A Vineyard Haven man will go to state prison for 10 to 13 years after he pleaded guilty Wednesday in Dukes County superior court to several charges, including rape of a child by force.
David L. Thrift Jr., 31, will serve his time at the Massachusetts Correctional Institution at Cedar Junction, a maximum security prison in Walpole.
According to the superior court, Mr. Thrift also pleaded guilty to rape of a child under 16 with a minimum of 10 years age difference and was ordered to serve 10 to 13 years, concurrent with first count.
Mr. Thrift was facing up to two life sentences in prison. Jury selection began for his superior court trial on Tuesday morning and was continuing Wednesday when a plea agreement was reached before the Hon. Cornelius J. Moriarty 2nd, who is presiding over the fall session of superior court.
Mr. Thrift also pleaded guilty to intimidation of a witness, ordered to spend three to five years in a state prison; assault and battery, ordered to serve two years in a house of correction; and violating an abuse prevention order, ordered to one year in a house of correction and a $25 fine. All the sentences will be served concurrently, and Mr. Thrift will not be eligible for parole until after he serves 10 years, which was a mandatory sentence.

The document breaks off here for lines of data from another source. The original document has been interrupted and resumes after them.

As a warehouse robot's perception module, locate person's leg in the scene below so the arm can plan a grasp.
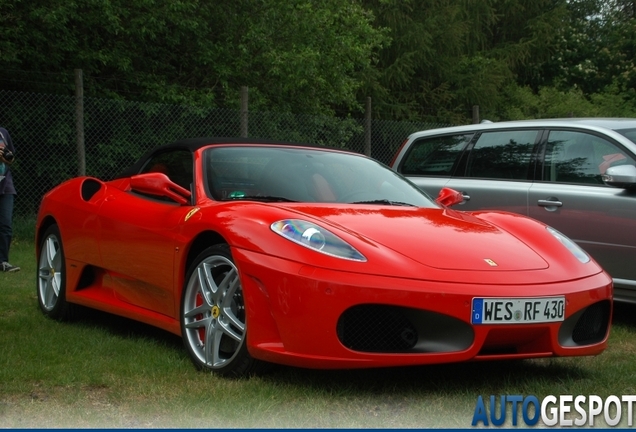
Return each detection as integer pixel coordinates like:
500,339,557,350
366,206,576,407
0,193,15,264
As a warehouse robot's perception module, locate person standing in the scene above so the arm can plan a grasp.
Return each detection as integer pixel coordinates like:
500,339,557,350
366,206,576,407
0,126,19,272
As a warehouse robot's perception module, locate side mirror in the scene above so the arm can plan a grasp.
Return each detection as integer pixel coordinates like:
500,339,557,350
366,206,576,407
602,165,636,188
435,187,464,207
129,172,191,205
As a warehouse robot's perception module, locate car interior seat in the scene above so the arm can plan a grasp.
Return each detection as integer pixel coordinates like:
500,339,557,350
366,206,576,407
259,159,337,202
259,159,313,201
308,173,337,202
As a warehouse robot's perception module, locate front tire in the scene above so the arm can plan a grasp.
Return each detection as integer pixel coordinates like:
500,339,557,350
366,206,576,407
37,224,72,320
181,244,264,377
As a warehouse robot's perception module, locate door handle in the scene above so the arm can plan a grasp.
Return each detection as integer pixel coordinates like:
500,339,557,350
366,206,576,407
461,192,471,202
537,199,563,207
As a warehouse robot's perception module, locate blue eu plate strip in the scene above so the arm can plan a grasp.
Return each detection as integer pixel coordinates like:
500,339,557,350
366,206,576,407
472,298,483,324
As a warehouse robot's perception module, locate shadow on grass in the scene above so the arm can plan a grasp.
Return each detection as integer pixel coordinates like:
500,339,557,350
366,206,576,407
64,304,590,394
265,359,588,396
69,305,184,351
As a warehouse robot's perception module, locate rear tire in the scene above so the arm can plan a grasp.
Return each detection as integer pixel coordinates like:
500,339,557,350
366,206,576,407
181,244,266,377
37,224,72,320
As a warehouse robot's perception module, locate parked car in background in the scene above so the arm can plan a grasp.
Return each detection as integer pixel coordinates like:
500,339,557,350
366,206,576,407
391,118,636,304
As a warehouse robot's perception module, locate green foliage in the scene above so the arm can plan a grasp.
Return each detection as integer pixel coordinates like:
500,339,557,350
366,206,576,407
493,85,595,120
360,0,568,122
489,83,636,121
2,0,636,129
0,0,386,115
217,0,388,115
528,0,636,116
248,111,363,148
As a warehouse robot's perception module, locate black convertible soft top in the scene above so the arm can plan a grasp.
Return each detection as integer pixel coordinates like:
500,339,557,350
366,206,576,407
115,136,330,179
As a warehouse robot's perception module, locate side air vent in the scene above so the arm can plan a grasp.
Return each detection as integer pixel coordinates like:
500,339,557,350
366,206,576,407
81,179,103,201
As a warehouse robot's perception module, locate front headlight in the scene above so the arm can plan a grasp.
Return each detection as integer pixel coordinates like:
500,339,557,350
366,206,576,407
271,219,367,262
546,226,590,263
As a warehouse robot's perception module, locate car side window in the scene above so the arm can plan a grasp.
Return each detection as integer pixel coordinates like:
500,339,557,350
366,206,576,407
400,134,472,176
543,130,636,185
465,130,538,180
140,149,193,191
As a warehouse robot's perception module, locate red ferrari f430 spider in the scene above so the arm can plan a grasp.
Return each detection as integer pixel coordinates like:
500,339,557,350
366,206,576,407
36,138,612,376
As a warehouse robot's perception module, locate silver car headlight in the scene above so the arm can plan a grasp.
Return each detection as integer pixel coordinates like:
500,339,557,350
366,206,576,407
271,219,367,262
547,226,590,263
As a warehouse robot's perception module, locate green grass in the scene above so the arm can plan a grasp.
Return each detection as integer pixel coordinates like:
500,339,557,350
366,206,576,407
2,225,636,427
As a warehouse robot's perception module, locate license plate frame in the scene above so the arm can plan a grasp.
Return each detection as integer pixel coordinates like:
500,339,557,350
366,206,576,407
471,296,565,324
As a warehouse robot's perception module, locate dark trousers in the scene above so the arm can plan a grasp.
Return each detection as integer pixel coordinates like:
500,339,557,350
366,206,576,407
0,193,14,263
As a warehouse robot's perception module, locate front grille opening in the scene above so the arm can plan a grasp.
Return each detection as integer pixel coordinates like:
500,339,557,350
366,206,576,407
337,305,417,352
572,301,610,344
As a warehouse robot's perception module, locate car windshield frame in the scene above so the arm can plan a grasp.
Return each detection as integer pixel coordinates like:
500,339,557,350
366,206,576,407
614,128,636,145
203,145,438,207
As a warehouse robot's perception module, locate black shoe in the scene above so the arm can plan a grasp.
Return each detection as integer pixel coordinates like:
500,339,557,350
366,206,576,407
1,262,20,272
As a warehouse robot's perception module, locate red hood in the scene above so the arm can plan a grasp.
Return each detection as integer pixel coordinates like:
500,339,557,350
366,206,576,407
287,205,548,271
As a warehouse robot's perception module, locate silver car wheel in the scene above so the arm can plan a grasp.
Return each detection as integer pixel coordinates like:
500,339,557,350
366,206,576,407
182,254,246,370
38,232,63,312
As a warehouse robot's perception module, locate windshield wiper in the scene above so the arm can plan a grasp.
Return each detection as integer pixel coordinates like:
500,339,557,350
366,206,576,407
227,195,298,203
350,199,415,206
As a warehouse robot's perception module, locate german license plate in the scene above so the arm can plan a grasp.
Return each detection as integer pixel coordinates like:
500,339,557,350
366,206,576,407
471,297,565,324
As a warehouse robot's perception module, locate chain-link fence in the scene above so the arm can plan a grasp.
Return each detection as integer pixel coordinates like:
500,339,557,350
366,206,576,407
0,90,453,216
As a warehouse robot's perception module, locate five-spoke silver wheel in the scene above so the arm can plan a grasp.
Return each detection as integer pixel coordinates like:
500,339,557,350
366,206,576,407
181,245,258,376
37,224,71,319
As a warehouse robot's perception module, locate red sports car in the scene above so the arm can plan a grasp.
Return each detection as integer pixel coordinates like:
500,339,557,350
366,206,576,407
36,138,612,377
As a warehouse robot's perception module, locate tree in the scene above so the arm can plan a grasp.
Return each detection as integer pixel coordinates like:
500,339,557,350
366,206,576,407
358,0,567,123
524,0,636,116
0,0,386,115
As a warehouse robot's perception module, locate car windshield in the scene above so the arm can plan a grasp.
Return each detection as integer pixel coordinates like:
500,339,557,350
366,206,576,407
204,146,437,207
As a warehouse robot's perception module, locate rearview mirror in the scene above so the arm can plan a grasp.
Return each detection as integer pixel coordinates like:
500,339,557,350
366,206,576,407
435,187,464,207
602,165,636,188
129,172,191,205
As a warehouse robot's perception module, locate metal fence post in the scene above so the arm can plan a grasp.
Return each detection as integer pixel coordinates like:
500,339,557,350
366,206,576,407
472,105,480,124
240,86,248,138
364,97,371,157
75,69,86,176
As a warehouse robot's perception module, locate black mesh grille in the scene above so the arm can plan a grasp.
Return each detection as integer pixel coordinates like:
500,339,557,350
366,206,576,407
572,301,610,344
337,305,418,353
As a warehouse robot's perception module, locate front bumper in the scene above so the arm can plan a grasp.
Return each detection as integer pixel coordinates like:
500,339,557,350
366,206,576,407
233,248,612,369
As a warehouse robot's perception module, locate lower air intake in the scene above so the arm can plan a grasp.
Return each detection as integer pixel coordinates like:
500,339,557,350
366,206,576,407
559,300,611,347
572,300,611,344
337,304,474,354
337,305,417,352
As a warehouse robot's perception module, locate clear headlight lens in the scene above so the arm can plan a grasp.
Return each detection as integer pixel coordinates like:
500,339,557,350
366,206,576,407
547,226,590,263
271,219,367,262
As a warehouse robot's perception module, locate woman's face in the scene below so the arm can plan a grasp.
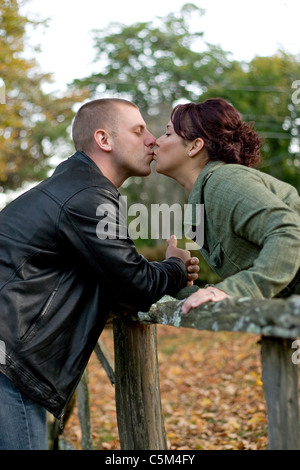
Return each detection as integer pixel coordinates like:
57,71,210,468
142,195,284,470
154,121,188,178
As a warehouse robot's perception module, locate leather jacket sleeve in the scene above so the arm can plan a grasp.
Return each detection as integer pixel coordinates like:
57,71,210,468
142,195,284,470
57,185,188,311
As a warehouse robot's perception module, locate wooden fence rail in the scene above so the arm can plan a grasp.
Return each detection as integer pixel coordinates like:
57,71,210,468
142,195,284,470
54,294,300,450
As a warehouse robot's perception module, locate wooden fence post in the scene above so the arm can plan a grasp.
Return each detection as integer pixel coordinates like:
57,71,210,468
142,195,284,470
77,367,93,450
113,316,167,450
261,336,300,450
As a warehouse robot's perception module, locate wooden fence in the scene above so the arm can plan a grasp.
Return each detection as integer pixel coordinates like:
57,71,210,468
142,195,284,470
50,294,300,450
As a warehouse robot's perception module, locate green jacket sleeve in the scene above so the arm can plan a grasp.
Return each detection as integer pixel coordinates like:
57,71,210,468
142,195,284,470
205,168,300,298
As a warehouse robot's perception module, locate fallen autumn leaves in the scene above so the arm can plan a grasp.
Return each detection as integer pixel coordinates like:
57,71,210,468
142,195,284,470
62,326,268,450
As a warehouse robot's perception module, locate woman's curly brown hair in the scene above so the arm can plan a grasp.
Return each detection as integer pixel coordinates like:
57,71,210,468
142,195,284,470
171,98,262,168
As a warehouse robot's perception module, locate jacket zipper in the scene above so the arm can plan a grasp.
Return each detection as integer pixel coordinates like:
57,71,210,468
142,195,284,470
22,289,58,343
59,409,65,430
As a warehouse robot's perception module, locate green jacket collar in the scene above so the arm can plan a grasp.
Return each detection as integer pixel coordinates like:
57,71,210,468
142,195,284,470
186,160,226,226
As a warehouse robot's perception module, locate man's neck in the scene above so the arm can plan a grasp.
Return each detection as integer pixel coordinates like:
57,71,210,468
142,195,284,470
88,153,125,188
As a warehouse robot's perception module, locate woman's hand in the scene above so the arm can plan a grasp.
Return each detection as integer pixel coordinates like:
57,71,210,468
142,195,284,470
181,287,229,313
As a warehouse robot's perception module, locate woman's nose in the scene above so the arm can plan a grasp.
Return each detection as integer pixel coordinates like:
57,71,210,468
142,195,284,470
155,136,161,146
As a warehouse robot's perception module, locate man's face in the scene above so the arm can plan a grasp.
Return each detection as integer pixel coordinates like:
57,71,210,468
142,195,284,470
111,105,156,181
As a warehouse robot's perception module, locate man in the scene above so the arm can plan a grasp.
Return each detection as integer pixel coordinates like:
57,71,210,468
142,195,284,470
0,98,198,450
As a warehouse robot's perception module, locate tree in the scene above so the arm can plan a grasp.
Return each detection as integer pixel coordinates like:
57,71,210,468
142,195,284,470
75,4,236,120
73,4,239,218
74,3,300,189
71,3,300,270
200,51,300,188
0,0,88,193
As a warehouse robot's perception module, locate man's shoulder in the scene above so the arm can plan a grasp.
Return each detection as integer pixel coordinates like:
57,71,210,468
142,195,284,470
37,152,118,205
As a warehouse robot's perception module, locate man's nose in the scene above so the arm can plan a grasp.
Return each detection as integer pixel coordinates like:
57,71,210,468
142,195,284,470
145,132,156,148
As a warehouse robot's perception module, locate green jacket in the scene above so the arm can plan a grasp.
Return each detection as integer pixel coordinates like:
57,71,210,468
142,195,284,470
186,161,300,298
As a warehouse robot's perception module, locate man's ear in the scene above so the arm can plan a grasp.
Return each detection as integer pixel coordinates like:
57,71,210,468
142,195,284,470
94,129,112,152
189,138,205,157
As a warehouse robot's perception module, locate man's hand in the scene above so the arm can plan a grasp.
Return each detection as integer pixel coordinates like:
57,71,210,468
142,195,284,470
166,235,200,286
185,257,200,286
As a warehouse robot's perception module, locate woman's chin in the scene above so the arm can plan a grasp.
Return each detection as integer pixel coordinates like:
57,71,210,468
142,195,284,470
153,162,161,174
155,167,166,176
154,162,174,179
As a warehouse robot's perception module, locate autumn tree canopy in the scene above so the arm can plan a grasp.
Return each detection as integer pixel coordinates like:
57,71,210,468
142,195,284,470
75,3,300,189
1,1,299,198
0,0,87,193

The charges stem from a July night in 2011, when Mr. Thrift’s wife called the police to report that he had attacked her at their Vineyard Haven home. The couple, their three young daughters and a 15-year-old female had spent the day on the beach, where Mr. Thrift had been drinking, according to statements recounted in the police report. After everyone had gone to bed, the mother was called to the teenager’s room, where she found her husband assaulting the girl. Confronted, he allegedly assaulted his wife and then fled the house.
After taking the wife’s statement, the police took her to the hospital and began searching for Mr. Thrift. Meanwhile, Mr. Thrift returned to the house and, according to statements given to police, raped the teenager at knife point. Police found Mr. Thrift at his home and arrested him. At the time, he was under an abuse prevention order.
In November, Tisbury police Sgt. Robert Fiske, the officer in charge when police responded to the scene, was dismissed from his job.
Mr. Thrift also pleaded guilty to two counts of solicitation to commit a felony. The charges came from allegations that while incarcerated at the Dukes County House of Correction, he offered a fellow inmate money to kill a Cape and Islands district attorney and his teenaged victim. He was ordered to serve two and a half years in a house of correction for each count, concurrent with the other sentences.
Mr. Thrift was represented by Robert Hofmann, who is with the Committee for Public Counsel Services. Mr. Hofmann did not return a call for comment.
The prosecutor in the case was Essex County assistant district attorney Kate B. MacDougall. The case was transferred to Essex County after Mr. Thrift was charged with making threats against the Cape and Islands district attorney. Essex County District Attorney Jonathan Blodgett said the plea bargain spared the teenaged victim from going through a trial.
“Anytime you have a child rape case, that is certainly a heinous and deplorable crime, and you couple that with threats on the life of a prosecutor . . . the case was not just extremely serious but a recipe for chaos if not addressed,” he said.
“I’ve very pleased this case was resolved prior to trial,” he added. “Our goal was always to seek justice and minimize the trauma to the victim, and I think we achieved both of those goals in this case.”
As for Mr. Thrift’s sentence, “On balance, I think justice was served,” he said, adding that the victim didn’t have to go through the trial.
Tisbury police Det. Mark Santon, who was the lead investigator on the case, said he wasn’t happy with the length of the sentence but he agreed that the plea was in the best interests of the victim.
“It makes me sick to my stomach knowing what he did,” he said. Detective Santon said he traveled to Arkansas last week to talk to the teenaged victim about the trial and discuss ways she could testify in court by video or email. But she was on board with coming to testify, he said. “We spent time with her last week, and still, at the eleventh hour . . . we had plane tickets for her, she was on board, at the last minute she didn’t do it,” he said.
“She didn’t change her story at all,” he added. “She wanted him to go to jail. She wanted something done to him.”
When it comes to the victim of the crimes, he said, the motto is “do no further harm.”
With the 10-year mandatory sentence, Mr. Thrift will not be eligible for parole before that time, he said.
Detective Santon also said that Mr. Thrift’s ex-wife, who was flown up from Arkansas, “had some closure and got to make a statement to the judge.”
With the plea bargain, he said, “nobody is going to go away happy.”
“I’m not happy with the number of years,” the detective said. “I’m sure he’s not happy that he’s going to spend 13 years in a state prison as a child rapist.”